| Joanne Cole |
Updates and longer-term planning highlighted the January 4 board of selectmen meeting. Topics included open positions, the Stevens Brook dam and culvert project, the former public works building and Upper Village master plan, and a soon-to-be open code enforcement officer position as Debra Parks Larrivee plans to retire.
Job searches. Town manager Brenda Fox-Howard reported on searches currently under way to fill the fire and rescue chief and library staff positions. Interest in the chief position has been “huge,” she said, with strong applicants. Interviews are getting under way, she said, and a second round with finalists is anticipated for the week of January 18th.
The library director and assistant librarian positions have also attracted a “strong pool,” including a number of candidates “from away,” Fox-Howard said. Interviews will begin next week.
Stevens Brook project. Fox-Howard gave a status report on the long-delayed project to replace the dam, culvert, and road deck at Stevens Brook on Gloucester Hill Road. She is awaiting updated costs from the project engineers, who are in turn waiting for word from DEP on soil samples and permit requirements.
The general contractor Shaw Brothers Construction will hold its price from last year, Fox-Howard has confirmed, and she is working with them on the timetable for ordering the culvert. The latter proved critical last year, when town meeting could not be held on schedule and in time for Shaw Brothers to order the culvert in advance of the construction season.
However the project cost estimates shake out, Fox-Howard anticipates using $192,000 in capital reserves along with significant bonding. She said the town finance director, Lori-Anne Wilson, is researching interest rates, 10- and 15-year terms, and early repayment options for the most advantageous combination. Fox-Howard will also investigate possible grant funding.
Former Public Works building and Upper Village plan. The former public works building in the Upper Village was on the agenda at Peter Bragdon’s request.
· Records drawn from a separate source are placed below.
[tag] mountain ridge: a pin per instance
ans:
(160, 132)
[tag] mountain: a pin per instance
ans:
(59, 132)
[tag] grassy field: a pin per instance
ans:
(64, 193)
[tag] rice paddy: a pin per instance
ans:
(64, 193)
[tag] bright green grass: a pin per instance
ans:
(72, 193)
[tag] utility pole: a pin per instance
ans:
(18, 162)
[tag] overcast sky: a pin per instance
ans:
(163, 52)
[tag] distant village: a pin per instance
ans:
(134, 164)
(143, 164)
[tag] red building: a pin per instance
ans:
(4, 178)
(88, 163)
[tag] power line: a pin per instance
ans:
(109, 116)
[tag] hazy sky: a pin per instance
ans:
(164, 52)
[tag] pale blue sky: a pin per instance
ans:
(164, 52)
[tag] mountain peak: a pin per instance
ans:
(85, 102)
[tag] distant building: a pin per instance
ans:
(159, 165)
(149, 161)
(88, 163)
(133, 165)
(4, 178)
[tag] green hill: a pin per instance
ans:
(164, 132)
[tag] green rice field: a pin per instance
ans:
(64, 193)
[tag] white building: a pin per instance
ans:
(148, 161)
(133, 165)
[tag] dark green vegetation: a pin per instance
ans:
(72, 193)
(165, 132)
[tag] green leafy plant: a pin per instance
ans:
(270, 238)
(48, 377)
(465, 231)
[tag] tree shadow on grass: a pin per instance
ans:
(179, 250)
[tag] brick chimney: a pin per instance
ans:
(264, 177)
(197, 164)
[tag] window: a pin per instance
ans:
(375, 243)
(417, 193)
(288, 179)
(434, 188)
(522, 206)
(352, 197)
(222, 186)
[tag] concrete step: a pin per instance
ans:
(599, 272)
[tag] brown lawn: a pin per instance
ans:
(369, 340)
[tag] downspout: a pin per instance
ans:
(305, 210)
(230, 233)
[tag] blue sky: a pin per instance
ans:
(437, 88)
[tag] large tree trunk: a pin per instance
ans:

Bragdon explained that he wanted to prompt discussion of what steps, if any, should be taken now regarding the building and parcel. Should a committee be formed, for example, and should any funding be included in the FY21-22 budget?
Coincidentally, Fox-Howard reported that she’d gotten a call that very day from a developer interested in purchasing the property – not an offer, she stressed, but an interest. She expressed concern that the building is an ongoing expense and potential liability to the town.
Bragdon asked whether a buyer would have to follow the Upper Village plan or could instead “do their own thing.” Whatever the town does with the property “should align” with the Upper Village plan, board chair Karen Gilles replied. The Upper Village master plan, developed over several years with significant community input and approved in 2015, sets out a comprehensive vision for the area, guiding development and improving safety and access while maintaining the town’s commitment to open spaces.
“You have a nice plan,” Fox-Howard said. She suggested setting aside funds, hiring an outside agent, and having them “market to those specs.”
Recalling similar conversations, vice chair Linda Chase suggested that town planner Scott Hastings reach out to the Greater Portland Council of Governments, in hopes that GPCOG has municipal real estate contacts. A specialist could perhaps offer advice on whether to sell the property as-is, tear down the building, or sell with conditions, Chase said.
Bragdon asked whether a buyer would have to follow the Upper Village plan or could instead “do their own thing.” Gilles explained that there are incentives for following the plan and some specific restrictions. The buyer can’t put in another gas station, for example, she said.
While the long-term plan for the old public works building remains uncertain, the near-term is clearer. Staff will investigate the cost of securing professional planning and marketing help and report back so that funds might be set aside as a resource in the coming budget.
Code enforcement officer. The board voted to workshop the code enforcement officer job description and scheduled that discussion for Thursday January 21. Why take up that position description now? Because Code officer Debra Parks Larrivee is resigning, effective April 1.
Larrivee, who has been with the town since 2003, told NGX that her retirement is long-planned and that “it’s been a good ride.” She said she’ll miss meeting residents but looks forward especially to enjoying grandchildren and gardening.
The board didn’t formally vote on Larrivee’s resignation but did express wishes for her happy retirement. With that, the formal meeting adjourned and the board moved into workshop mode to take up revisions to the personnel policy, one which will apply to the next code enforcement officer.